Исповедь близнецов. Книга 3. Альбатрос - Валентина Жукова
Шрифт:
Интервал:
Закладка:
– Вы тут без меня не раздеритесь. Никакой провокации, пожалуйста, градус накала немедленно снизьте, и чтобы до меня была тишина! Я пошёл Варюху выручать. Освобождать от работы надо на весь период поездок. И на период смотра талантов перед жюри.
– Давайте-давайте, она залётная пташка, сегодня здесь, а завтра ищи ветра в поле, опять Валентине Степановне в ноги кланяться будете.
– Какой поражающий цинизм, вопиющий голос и страх исходит от тебя, Валя, – присоединилась к разговору казахская певица. – Обо мне то же самое говорите?
– Только не это, только не это. Хватит, уговаривали тебя. Сколько нервов порвали с тобой, – поддержал разговор парень из другого коллектива танцоров.

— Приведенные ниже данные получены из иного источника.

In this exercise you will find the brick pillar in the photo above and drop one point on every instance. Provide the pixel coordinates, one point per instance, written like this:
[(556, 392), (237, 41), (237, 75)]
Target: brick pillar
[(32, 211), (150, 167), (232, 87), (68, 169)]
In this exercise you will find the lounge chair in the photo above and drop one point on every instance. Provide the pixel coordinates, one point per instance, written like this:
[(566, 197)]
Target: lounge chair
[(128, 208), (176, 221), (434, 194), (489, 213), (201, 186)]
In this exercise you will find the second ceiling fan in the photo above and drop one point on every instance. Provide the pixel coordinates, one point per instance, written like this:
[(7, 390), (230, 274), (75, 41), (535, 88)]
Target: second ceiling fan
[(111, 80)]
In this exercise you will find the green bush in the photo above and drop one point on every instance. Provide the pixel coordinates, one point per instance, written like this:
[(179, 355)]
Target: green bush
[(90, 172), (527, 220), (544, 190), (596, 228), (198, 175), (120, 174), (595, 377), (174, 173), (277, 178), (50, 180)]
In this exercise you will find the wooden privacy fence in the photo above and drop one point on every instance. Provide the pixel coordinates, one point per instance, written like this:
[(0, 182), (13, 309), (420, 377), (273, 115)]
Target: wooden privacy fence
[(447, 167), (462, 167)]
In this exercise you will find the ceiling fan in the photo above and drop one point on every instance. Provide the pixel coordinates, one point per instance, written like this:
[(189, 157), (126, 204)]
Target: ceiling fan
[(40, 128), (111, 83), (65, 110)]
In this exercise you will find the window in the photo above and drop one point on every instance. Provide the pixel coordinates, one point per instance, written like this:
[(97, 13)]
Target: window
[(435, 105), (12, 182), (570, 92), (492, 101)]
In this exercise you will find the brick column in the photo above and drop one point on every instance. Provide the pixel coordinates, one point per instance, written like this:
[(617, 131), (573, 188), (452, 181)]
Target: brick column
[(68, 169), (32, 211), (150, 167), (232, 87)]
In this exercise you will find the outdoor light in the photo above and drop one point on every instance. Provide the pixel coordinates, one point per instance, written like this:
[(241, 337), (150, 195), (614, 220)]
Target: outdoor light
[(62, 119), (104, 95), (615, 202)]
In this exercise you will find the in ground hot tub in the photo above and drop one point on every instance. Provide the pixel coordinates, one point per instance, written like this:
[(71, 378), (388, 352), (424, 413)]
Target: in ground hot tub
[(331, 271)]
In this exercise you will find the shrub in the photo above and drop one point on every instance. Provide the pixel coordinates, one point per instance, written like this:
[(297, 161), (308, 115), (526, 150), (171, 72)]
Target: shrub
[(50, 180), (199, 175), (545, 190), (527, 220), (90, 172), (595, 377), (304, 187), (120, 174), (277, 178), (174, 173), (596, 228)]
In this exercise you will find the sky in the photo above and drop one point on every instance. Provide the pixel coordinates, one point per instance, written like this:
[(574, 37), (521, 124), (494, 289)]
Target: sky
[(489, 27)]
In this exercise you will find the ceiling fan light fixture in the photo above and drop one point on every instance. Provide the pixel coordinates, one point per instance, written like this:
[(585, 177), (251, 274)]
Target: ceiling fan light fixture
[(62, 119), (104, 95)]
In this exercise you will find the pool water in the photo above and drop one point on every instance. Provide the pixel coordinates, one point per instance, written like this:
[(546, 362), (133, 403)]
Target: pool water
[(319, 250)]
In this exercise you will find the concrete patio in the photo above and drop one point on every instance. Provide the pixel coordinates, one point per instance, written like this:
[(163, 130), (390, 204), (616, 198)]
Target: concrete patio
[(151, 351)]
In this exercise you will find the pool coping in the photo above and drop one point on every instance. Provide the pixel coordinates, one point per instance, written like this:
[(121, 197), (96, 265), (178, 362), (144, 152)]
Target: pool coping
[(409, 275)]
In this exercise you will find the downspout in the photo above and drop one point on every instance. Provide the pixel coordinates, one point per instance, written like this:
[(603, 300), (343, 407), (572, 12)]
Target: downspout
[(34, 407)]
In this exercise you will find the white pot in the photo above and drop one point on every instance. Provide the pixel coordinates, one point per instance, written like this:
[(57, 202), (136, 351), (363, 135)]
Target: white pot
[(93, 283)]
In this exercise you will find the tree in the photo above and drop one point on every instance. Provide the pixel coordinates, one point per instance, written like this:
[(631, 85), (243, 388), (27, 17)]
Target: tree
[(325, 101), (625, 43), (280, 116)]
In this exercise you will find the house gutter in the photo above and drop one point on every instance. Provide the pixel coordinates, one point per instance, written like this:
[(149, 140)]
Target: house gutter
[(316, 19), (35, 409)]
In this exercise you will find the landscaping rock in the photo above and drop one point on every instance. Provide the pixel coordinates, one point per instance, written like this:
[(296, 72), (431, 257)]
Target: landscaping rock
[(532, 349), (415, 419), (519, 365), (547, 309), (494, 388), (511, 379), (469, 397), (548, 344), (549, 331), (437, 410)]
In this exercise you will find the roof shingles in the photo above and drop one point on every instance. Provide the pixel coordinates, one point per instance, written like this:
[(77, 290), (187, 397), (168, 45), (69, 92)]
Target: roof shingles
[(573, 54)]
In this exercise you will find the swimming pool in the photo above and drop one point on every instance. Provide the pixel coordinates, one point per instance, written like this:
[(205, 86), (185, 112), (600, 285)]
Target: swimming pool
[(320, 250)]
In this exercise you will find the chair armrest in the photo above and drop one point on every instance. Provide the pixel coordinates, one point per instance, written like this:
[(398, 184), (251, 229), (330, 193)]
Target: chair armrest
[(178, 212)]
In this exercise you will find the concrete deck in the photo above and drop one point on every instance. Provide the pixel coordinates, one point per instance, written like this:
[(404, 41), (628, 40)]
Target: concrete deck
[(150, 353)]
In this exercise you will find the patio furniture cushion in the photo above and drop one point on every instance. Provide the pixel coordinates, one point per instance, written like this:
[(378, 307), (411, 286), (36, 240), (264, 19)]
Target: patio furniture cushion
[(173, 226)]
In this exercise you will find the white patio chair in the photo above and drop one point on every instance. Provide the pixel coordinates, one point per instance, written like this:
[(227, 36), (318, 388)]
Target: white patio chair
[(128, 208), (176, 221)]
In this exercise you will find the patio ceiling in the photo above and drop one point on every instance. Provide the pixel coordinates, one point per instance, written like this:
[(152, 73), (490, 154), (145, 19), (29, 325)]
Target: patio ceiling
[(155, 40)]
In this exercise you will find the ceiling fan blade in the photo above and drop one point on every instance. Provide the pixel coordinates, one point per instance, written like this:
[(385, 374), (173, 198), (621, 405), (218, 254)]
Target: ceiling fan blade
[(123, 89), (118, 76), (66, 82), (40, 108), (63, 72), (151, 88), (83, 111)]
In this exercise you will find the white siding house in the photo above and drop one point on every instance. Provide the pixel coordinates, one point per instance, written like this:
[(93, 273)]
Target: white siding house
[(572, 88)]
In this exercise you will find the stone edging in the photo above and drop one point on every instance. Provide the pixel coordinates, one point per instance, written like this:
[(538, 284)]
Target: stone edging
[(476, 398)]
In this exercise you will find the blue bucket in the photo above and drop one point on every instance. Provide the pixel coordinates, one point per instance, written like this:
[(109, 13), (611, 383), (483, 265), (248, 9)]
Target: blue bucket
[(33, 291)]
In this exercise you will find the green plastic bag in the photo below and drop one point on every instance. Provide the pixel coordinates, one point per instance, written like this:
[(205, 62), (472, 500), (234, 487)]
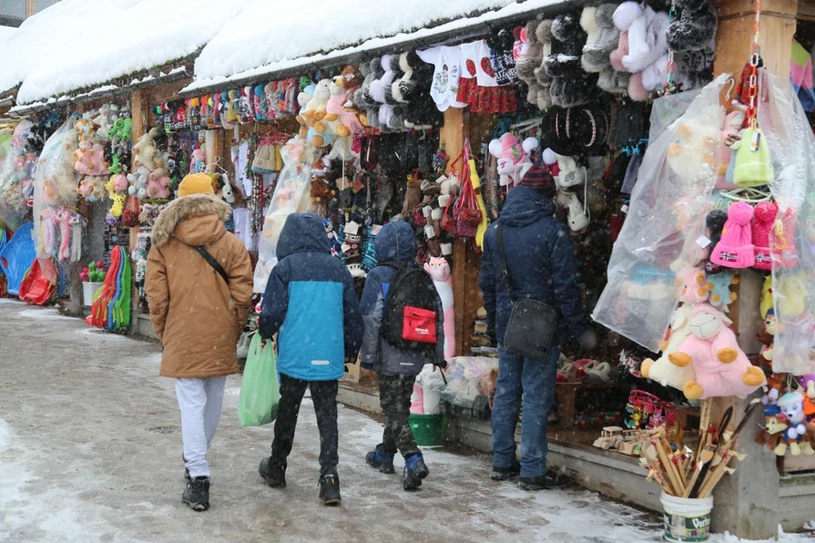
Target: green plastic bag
[(260, 390)]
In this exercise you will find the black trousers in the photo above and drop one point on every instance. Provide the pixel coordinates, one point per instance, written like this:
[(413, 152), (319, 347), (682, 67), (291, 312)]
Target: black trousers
[(324, 396), (394, 397)]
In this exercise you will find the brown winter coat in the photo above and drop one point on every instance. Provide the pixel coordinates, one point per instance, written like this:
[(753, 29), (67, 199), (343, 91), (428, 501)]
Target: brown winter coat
[(197, 317)]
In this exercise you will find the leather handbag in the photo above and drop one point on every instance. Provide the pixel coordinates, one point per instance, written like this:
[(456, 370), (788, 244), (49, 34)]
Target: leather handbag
[(532, 323)]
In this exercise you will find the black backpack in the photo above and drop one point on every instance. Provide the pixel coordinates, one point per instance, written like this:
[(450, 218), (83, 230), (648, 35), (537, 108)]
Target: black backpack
[(411, 310)]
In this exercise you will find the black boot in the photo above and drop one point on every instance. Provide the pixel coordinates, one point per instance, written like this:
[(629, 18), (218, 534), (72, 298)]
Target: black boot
[(415, 471), (502, 474), (274, 473), (330, 489), (549, 481), (196, 495)]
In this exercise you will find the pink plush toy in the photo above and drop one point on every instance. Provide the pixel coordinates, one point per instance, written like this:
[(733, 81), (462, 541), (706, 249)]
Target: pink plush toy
[(439, 270), (694, 282), (783, 240), (722, 368), (512, 154), (763, 221), (158, 185), (735, 248)]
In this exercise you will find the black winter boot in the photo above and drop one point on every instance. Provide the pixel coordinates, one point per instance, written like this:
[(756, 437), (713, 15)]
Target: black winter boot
[(274, 473), (196, 495), (330, 489)]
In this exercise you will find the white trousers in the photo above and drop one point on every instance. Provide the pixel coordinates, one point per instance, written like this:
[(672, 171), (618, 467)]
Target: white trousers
[(200, 402)]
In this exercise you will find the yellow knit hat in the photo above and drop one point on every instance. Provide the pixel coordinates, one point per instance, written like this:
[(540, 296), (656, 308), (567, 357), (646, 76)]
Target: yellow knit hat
[(195, 183)]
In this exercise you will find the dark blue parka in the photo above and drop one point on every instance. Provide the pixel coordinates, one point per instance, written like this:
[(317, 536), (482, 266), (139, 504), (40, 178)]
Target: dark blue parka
[(310, 300), (395, 242), (540, 257)]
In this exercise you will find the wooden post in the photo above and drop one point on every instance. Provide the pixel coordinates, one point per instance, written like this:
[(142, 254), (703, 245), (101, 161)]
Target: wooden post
[(466, 263), (747, 503)]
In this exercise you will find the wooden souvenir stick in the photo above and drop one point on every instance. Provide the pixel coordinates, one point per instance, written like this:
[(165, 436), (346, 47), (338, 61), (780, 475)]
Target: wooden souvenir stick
[(669, 469), (701, 465), (714, 476), (696, 470), (651, 458), (717, 476)]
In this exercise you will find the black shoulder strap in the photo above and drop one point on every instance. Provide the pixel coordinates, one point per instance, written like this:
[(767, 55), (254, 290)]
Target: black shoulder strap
[(212, 262), (502, 254)]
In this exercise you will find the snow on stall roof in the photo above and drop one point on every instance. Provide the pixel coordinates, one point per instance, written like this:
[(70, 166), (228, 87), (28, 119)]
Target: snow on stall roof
[(266, 37), (150, 33)]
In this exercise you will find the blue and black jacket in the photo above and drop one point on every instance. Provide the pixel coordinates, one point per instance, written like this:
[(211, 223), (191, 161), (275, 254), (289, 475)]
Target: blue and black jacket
[(394, 243), (310, 300)]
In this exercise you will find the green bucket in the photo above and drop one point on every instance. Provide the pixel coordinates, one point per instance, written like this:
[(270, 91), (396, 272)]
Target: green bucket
[(428, 430)]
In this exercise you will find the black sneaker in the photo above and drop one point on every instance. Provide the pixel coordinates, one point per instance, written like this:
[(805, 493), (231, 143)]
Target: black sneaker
[(274, 473), (186, 471), (196, 495), (380, 460), (503, 474), (550, 481), (415, 471), (330, 489)]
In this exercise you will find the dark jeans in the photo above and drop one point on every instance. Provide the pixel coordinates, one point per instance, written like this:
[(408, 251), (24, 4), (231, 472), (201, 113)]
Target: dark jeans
[(324, 396), (535, 379), (394, 397)]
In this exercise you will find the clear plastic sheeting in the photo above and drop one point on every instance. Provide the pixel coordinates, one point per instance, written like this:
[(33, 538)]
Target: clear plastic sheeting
[(55, 194), (792, 238), (16, 178), (291, 194), (665, 219)]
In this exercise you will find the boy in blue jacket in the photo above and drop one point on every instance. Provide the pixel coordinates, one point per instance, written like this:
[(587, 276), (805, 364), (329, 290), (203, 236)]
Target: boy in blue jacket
[(310, 302), (397, 367)]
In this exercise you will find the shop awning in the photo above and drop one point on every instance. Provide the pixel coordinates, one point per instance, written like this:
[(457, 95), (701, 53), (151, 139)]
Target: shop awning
[(266, 41), (77, 46)]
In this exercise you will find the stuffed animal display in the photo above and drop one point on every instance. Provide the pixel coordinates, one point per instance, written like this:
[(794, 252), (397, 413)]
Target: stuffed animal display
[(722, 368)]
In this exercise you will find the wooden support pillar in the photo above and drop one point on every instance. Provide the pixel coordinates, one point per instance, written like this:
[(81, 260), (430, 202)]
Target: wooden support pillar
[(466, 263), (747, 504)]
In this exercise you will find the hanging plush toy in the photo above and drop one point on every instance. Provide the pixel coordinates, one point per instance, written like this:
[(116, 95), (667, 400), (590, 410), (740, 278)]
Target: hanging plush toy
[(512, 154), (439, 270), (722, 368)]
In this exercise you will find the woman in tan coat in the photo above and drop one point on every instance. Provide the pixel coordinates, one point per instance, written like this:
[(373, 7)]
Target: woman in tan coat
[(199, 303)]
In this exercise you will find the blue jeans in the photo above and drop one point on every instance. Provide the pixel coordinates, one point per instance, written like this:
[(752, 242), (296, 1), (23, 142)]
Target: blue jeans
[(535, 379)]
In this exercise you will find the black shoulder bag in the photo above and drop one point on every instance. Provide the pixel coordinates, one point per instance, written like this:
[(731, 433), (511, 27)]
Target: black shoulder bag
[(214, 263), (532, 323)]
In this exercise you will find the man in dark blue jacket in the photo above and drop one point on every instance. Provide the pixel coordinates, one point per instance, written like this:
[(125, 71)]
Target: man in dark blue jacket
[(397, 367), (541, 260), (310, 301)]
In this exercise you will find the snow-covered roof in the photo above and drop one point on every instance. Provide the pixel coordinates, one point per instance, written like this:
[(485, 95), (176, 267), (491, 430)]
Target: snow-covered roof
[(266, 38), (108, 39)]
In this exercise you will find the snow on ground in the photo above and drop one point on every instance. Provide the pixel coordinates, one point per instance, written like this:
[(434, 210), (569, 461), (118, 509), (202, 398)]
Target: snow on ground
[(166, 31), (90, 446)]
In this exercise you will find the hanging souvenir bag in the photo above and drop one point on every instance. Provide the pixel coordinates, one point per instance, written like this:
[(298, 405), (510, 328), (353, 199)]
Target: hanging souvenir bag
[(130, 215), (466, 211)]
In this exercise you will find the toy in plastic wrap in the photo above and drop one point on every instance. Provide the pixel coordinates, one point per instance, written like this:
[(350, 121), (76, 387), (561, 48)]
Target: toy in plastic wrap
[(666, 217)]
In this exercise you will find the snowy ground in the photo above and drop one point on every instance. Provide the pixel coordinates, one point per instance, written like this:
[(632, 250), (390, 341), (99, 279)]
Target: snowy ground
[(90, 452)]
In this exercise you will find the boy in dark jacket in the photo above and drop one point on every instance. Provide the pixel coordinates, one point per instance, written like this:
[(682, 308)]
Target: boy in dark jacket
[(397, 367), (542, 264), (310, 301)]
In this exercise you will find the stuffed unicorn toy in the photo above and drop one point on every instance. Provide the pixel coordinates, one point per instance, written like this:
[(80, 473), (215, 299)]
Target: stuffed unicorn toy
[(439, 270), (512, 155)]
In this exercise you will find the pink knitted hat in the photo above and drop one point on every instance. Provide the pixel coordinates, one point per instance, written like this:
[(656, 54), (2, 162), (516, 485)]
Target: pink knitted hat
[(783, 240), (735, 248), (763, 220)]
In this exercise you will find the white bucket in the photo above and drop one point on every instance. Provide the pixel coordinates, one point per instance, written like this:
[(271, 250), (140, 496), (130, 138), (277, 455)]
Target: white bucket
[(89, 291), (686, 520)]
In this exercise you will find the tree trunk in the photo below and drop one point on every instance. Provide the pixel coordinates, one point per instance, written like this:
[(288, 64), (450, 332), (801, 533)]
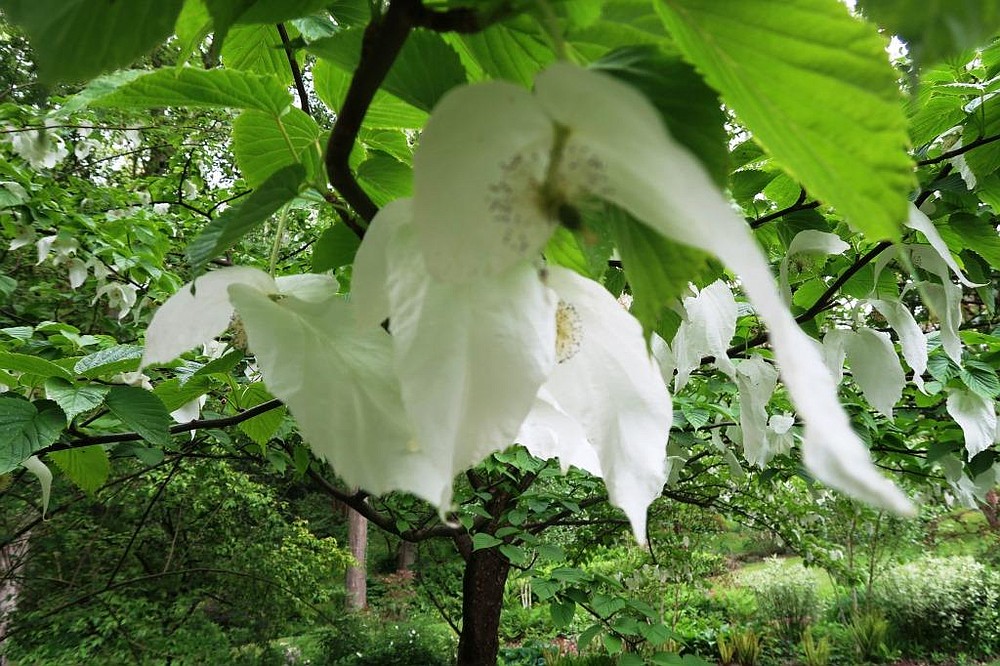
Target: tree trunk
[(13, 557), (357, 576), (482, 600), (406, 556)]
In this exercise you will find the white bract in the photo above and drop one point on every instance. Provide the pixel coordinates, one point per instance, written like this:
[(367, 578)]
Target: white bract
[(543, 357), (498, 167), (335, 378)]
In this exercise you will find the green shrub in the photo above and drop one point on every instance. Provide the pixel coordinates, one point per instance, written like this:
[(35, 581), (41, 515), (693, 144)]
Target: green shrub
[(942, 604), (869, 631), (358, 640), (815, 651), (786, 597)]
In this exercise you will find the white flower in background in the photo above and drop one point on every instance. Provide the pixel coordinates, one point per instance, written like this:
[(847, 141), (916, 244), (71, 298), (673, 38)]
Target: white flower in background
[(39, 148), (121, 297), (335, 378), (62, 247), (497, 166), (476, 358)]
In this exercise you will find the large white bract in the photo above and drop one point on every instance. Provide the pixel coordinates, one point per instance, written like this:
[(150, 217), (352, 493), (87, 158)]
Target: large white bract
[(496, 165)]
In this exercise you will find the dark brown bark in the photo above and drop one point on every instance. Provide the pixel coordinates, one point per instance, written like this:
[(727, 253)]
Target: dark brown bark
[(482, 600), (406, 556), (357, 575)]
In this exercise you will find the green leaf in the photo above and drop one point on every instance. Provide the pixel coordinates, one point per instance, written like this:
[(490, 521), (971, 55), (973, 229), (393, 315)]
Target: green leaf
[(980, 378), (32, 365), (482, 541), (264, 143), (385, 178), (88, 467), (260, 428), (192, 87), (935, 30), (78, 39), (110, 361), (978, 235), (26, 427), (515, 50), (335, 247), (822, 98), (690, 109), (562, 613), (142, 412), (657, 268), (224, 231), (74, 398), (258, 49), (427, 66)]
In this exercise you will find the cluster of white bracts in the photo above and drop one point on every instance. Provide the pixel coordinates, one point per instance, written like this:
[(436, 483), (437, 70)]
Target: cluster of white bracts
[(487, 346)]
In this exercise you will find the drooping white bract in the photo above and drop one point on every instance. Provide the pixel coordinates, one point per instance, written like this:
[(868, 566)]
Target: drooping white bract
[(808, 241), (976, 416), (497, 165), (542, 357), (335, 377), (470, 355), (607, 382), (708, 327)]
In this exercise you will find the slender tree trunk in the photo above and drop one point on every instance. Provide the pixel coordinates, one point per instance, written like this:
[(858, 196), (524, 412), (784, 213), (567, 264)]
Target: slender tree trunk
[(406, 556), (13, 557), (482, 600), (357, 576)]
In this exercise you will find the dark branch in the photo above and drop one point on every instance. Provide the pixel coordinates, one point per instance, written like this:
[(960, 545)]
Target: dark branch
[(959, 151), (293, 65), (200, 424)]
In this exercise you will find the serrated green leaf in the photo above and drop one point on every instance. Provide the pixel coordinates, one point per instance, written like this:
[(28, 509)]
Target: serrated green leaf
[(192, 87), (258, 49), (562, 613), (689, 108), (141, 411), (385, 178), (32, 365), (822, 98), (260, 428), (74, 398), (978, 235), (88, 467), (224, 231), (110, 361), (482, 541), (335, 247), (25, 428), (427, 67), (657, 268), (174, 393), (264, 143), (935, 30), (77, 39), (515, 50)]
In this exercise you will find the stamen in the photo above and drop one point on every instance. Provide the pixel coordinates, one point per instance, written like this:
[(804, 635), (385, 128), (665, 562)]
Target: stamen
[(569, 331)]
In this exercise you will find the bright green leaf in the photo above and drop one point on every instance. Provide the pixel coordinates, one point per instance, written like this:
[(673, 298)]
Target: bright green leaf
[(263, 143), (200, 88), (77, 39), (335, 247), (74, 398), (228, 228), (25, 428), (822, 97), (142, 412), (88, 467)]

– Что вы, ребята, из-за меня будете скандалить? Я могу уступить место кому угодно, если не соответствую регалиям вашего заведения. Мне и надо-то всего ничего, чтобы добиться совершенства воплощения; со дня рождения это моя мечта. Свет клином не сошёлся на вашем Дворце Культуры, несмотря на то, что я уже как бы с вами почти породнилась. Я-то думала совсем иначе о вас, Валечка. Одно скажу: методом злобы, ошибок среди коллектива вам не состояться солисткой, потому что видно по вам, вы от зависти трескаетесь по швам и в голосе.
– Она права, ты, Валентина выкинь из головы всякую шушеру. Помнишь, как мы тебя приняли в коллектив? Нет? А её мы искали по всему городу, испугавшись, что она уже вернулась назад, домой. При всех трудностях, без денег, без жилья устроилась на работу и вкалывает, не надеется на помощь от других.
– Вот это я понимаю, твёрдость духа; не сломиться на чужой территории, в чужом краю. Наверное, ещё и зарплату не получала?
– В какую пору получить, если наряды ещё только-только вчера закрыли.
– На сегодня деньги у тебя имеются на завтраки, обеды и ужин?
– Старые запасы ещё сохранились, до аванса, по всей вероятности, дотяну.
– Интересно, отпустят или нет тебя в поездку по Казахстану?
– Я ничуть не переживаю. Не отпустят – не надо. Только песни петь я и у себя дома могу, народу поднимать дух хотя бы по праздникам.
– Ты, наверное, обиделась на нас?
– Зачем? Каждый медведь защищает берлогу, особенно зимой. В своём дому вы хозяева, как скажете, так и поступлю. Грузинская пословица говорит: «Кто сердится, всегда неправ». Так всегда говорил у нас геолог, по национальности грузин. Я у него была помощником младшим на буровой.
– Практичная девица, ничего не скажешь, тебя ничто не испугает.
– Большие заработки на буровых? – спросил Петька.
– Ха-ха! Не ты ли хочешь сигануть на заработки с Варькой?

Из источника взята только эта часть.